May 18, 1972: Nixon talks to Henry Kissinger about the National Security Adviser's meeting with Ivy League college presidents regarding the war in Vietnam:
The Ivy League presidents? Why, I'll never let those sons-of-b------ in the White House again. Never, never, never. They're finished. The Ivy League schools are finished ... Henry, I would never have had them in. Don't do that again ... They came out against us when it was tough ... Don't ever go to an Ivy League school again, ever. Never, never, never.
Nov. 14, 1972: Nixon talks with his aide Charles Colson about his landslide re-election victory over Democrat George McGovern:
NIXON: "What in the hell did you think of McGovern's statement on the election? Wasn't that the sour grapes crap again?”
COLSON: “Well, it's unbelievable, the arrogance of the guy ... God, what a bad man. Just awfully glad we got him buried and put away for good. I think he is.”
NIXON: Oh, he's buried. He's buried.
Dec. 9, 1972: Nixon talks to Colson about the appointment of building trades union leader Peter Brennan as secretary of labor:
NIXON: The idea, they finally think the appointment of a working man makes them think we're for the working man.

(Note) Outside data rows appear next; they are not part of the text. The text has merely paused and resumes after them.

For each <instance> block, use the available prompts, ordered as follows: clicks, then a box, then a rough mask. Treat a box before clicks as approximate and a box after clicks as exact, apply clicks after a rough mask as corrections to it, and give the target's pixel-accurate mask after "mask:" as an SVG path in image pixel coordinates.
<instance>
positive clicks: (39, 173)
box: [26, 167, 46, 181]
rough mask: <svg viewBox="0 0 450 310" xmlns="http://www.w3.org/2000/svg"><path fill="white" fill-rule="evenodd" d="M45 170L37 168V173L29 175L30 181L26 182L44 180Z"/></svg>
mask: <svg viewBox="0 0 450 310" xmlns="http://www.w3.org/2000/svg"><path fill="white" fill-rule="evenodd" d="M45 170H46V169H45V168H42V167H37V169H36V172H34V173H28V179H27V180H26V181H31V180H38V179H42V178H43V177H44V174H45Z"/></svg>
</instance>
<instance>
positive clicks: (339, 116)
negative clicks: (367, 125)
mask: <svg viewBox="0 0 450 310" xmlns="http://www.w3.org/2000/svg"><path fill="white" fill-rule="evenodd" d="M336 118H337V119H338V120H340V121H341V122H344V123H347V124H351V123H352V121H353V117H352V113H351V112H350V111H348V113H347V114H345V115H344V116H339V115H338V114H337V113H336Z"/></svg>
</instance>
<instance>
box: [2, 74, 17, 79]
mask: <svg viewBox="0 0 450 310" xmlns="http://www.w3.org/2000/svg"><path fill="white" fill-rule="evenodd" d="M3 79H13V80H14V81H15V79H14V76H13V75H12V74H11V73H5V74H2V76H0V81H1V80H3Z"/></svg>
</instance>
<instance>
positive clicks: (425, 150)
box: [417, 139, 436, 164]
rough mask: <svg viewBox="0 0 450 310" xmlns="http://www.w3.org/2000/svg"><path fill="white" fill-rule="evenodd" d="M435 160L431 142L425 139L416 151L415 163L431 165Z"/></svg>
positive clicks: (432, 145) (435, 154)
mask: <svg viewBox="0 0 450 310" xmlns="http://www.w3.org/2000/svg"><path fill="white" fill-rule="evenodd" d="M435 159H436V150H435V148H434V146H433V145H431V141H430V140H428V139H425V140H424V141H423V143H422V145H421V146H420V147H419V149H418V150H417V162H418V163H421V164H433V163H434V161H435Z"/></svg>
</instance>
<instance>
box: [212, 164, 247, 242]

COLSON: That's precisely it.
NIXON: They talk about all the tokenism. We appoint blacks, and they don't think we're for blacks. Mexicans. They don't think we're for Mexicans. But a working man, by golly, that is really something.
Lyndon Johnson may have been coarse -- coarser, even -- but at least he had a sense of humor. (Russell Baker once wrote admiringly of Johnson's talent for the "comic vulgarity.") But this stuff is just unrefined anger and pettiness. You can listen to excerpts from the November and December 1972 tapes here.
3 comments:
Amazing! what a jerk! I never liked him or trusted him and it wasn't just because he was Republican because at the time I was more Indepdent than anything, but he just gave me the willies! Great post!
Every time a new revelation or new set of tapes comes out about Nixon, I am appalled all over again. It just keeps getting worse.
He was a skunk, all right. Although Dick Cheney makes Nixon look like a cock-eyed optimist.